Il faut aussi considérer la fin de vie. Les fibres naturelles sont biodégradables, ce qui est un avantage certain. Les synthétiques, elles, mettent des centaines d'années à se décomposer. Cependant, le recyclage du polyester existe et se développe, notamment via le polyester recyclé (rPET) fabriqué à partir de bouteilles en plastique. Ce dernier réduit l'empreinte carbone de près de 30% par rapport au polyester vierge.

Le vrai levier, c'est l'usage. Un vêtement porté 50 fois aura un impact carbone par utilisation bien inférieur à un vêtement porté 5 fois, qu'il soit synthétique ou naturel. La fast fashion nous pousse à consommer toujours plus, multipliant l'empreinte totale. Pour réduire son impact, la meilleure stratégie est d'acheter moins, de choisir des matières durables et de les entretenir correctement.

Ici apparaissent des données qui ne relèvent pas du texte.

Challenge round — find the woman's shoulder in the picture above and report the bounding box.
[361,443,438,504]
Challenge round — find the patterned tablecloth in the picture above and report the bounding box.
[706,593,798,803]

Pour ceux qui souhaitent approfondir leur démarche, des outils comme Atmosphere Climat permettent de mesurer précisément l'impact de ses achats textiles et d'identifier les alternatives les plus sobres en carbone. Leur approche aide à faire des choix éclairés, au-delà des idées reçues.

En conclusion, il n'y a pas de fibre parfaite. Un t-shirt en coton bio peut avoir un impact élevé s'il est jeté après trois utilisations, tandis qu'un blouson en polyester recyclé porté dix ans peut être plus vertueux. L'essentiel est de privilégier la qualité, la durabilité et une consommation raisonnée. Le vêtement le plus écologique est celui que vous possédez déjà et que vous portez longtemps.